Ensure the area is level using a spirit level or long straight board. This step is important to prevent uneven settling of the stones.

Weed Barrier

Install a weed membrane, like the Groundtex Polypropylene Weed Membrane, over the excavated area to prevent weed growth.

Base Material

Add a layer of base material to the excavated area to help with drainage and stability, such as crushed gravel or coarse sand. This layer should be about 5–7.5 cm thick. We offer great examples, such as our Cotswold, MOT and Trent Pea Gravel.

Compact the Base

Use a tamper, plate compactor or spade to pat the ground down for a solid foundation.


Install edging materials, such as Stone Warehouse core edging, along the perimeter of the rockery. This helps contain the stones and prevents them from spreading or shifting.

Arrange the Stones

Start by placing larger anchor stones and boulders and work your way towards smaller filler stones. Leave any gaps and crevices for planting as desired.

Stabilise the Stones

As you place the stones, backfill the gaps and crevices between them with soil, gravel, or crushed stone.

Do garden rocks need special maintenance?

They are generally quite low-maintenance. However, with a bit of occasional TLC, you can extend their lifespan and keep your outdoor space tidy.

Clean the stones and remove any dirt or debris that has built up. You can use a mixture of water, mild soap, or a specialised cleaner for stubborn stains or algae growth, but avoid harsh chemicals or abrasive cleaning agents.

Keep an eye out for weed growth between the stones, and pull up any you find.

If you have plants in the gaps between the stones, ensure they are in good condition. Prune and trim them to maintain their shape and prevent them from taking over. Clear any debris or obstructions in drainage channels or gaps between stones to prevent water buildup or erosion.

Can garden rocks and stones be used in combination with plants?

Yes, absolutely! Combining the two is an effective way to create an attractive and natural-looking rockery.

Leave gaps between the stones to be used as planting pockets for small alpine or rockery plants. Choose ones that suit the conditions of your rockery, such as ones that tolerate well-drained soil and rocky terrain.

You can also opt for trailing or cascading plants to soften the appearance of the rock edges. These will spill over the stone, creating a lush, natural look.

Taller or statement plants can add bursts of colour, while low-growing ground cover plants can grow between stones to help suppress weeds.

How do I prevent stones from shifting or moving over time?

It's important to make sure your stones don't move over time; otherwise, you may risk them becoming unstable.

Ensure proper base preparation before placing the stone. The base should be well-compacted and level.

Arrange your stone in an interlocking pattern to help create stability by spreading the weight.

Install edging or containment material along the edges of the rockery. Edging helps prevent the stone from spreading or shifting outward.
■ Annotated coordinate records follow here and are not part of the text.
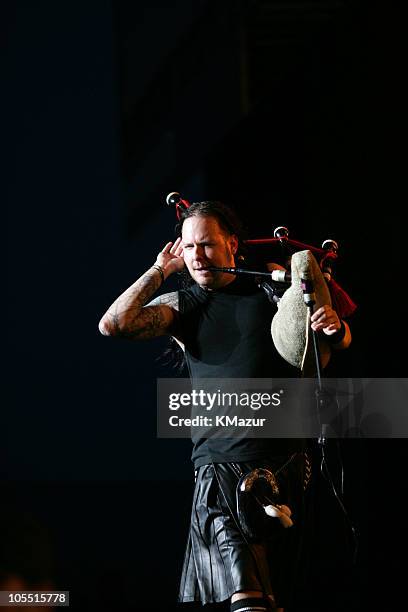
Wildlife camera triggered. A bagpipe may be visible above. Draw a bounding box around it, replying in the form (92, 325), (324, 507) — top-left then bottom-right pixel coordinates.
(166, 191), (357, 376)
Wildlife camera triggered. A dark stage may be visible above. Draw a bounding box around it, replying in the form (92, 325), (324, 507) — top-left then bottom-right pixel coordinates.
(4, 0), (408, 612)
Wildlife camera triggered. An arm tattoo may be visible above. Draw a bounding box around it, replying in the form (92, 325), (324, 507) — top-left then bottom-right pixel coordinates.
(103, 270), (178, 340)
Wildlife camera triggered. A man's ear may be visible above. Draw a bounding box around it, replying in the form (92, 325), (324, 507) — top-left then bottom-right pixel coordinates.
(229, 234), (238, 255)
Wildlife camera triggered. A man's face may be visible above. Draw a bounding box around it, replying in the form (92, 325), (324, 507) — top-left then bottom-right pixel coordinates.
(182, 216), (238, 289)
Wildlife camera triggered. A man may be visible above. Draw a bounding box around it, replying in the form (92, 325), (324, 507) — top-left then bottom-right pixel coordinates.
(99, 202), (351, 612)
Keep the area around the stones free from weeds.

After placing the stones and filling the gaps, compact the surface and settle the stones into the base.

Ensure there is enough drainage. If necessary, create channels to redirect water away from the rockery.
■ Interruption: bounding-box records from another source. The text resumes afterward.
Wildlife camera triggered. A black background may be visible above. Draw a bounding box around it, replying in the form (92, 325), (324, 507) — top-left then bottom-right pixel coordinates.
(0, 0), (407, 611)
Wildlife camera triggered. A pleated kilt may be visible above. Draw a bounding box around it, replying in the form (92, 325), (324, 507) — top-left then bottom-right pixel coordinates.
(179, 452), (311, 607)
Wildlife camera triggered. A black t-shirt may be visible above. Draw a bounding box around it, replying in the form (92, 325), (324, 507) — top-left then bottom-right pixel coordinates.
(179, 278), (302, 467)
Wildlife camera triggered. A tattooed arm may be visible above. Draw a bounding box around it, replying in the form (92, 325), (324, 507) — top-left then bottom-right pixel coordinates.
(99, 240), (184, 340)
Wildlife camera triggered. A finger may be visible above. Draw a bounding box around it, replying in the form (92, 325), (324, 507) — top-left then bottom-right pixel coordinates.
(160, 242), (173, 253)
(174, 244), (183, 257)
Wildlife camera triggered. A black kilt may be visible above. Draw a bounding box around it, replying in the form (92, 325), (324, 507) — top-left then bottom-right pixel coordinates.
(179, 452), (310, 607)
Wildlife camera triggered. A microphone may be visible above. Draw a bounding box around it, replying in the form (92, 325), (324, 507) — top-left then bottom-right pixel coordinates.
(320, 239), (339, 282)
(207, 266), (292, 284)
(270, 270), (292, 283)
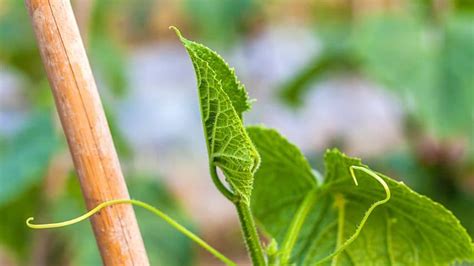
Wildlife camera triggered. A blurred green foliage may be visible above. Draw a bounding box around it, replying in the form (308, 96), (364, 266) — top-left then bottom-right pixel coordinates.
(0, 113), (60, 207)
How long do garden stones typically last?

Their lifespan can vary depending on the type of stone, quality, environmental conditions, and how well you maintain them.

Your stones can potentially last for many years with a little care and maintenance.

Can I reuse my rockery stone if I decide to change the layout?

Reusing stones elsewhere is a great way to save money and reduce waste. When removing them initially, just take care not to damage the stones or surrounding plants.

After cleaning to remove any dirt or debris, give them all a quick inspection to check for cracks and chips. If they all look in good condition, you can decide where to reuse them and place them as you would normally.

What are the benefits of using garden stones?

Using garden stones introduces unique shapes, colours, and textures to gardens. There are also many other benefits, including their decorative qualities, their durability, and their low maintenance.

They can also help with weed control and soil erosion. Some larger rock or stone boulders can create microhabitats within the gaps, helping to support a healthy ecosystem.